Troubleshooting: Replication slot is active

View as Markdown

This guide helps you troubleshoot and resolve the “replication slot… is active” error that can occur with PostgreSQL sources in Materialize.

What this error means

When you see an error like:

postgres: ERROR replication slot "materialize_1002f37c6eeb4c28b052fa3805d46baa" is active for PID 610

This means that PostgreSQL has detected an attempt to use a replication slot that is already in use by another active connection. Each replication slot can only have one active consumer at a time, and this error occurs when Materialize tries to connect to a slot that PostgreSQL considers already active. This error is generally transient and indicates a race condition during connection management between Materialize and PostgreSQL.

Common causes

PostgreSQL or Materialize maintenance: During maintenance windows, Materialize clusters or PostgreSQL instances may restart, causing active replication connections to be temporarily interrupted.
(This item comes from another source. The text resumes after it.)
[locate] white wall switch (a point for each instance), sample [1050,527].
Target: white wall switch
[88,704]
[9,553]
When the cluster comes back online, it attempts to reconnect to the replication slot before PostgreSQL has fully released the previous connection.
Cluster replica changes: Adding replicas to your Materialize source cluster can cause the ingestion process to restart from a different replica, triggering this error as multiple replicas attempt to use the same replication slot.
Source restarts or failover: When a source cluster restarts or fails over to another replica, the new replica may attempt to connect to the replication slot before PostgreSQL has released the previous connection.
Network interruptions: Brief network disconnections can leave PostgreSQL thinking a connection is still active when Materialize has already moved to a new connection attempt.
PostgreSQL connection cleanup delays: PostgreSQL may not immediately release replication slots when connections are terminated, especially if the termination was not graceful.
Multiple environments or sources: Accidentally configuring multiple Materialize sources to use the same replication slot.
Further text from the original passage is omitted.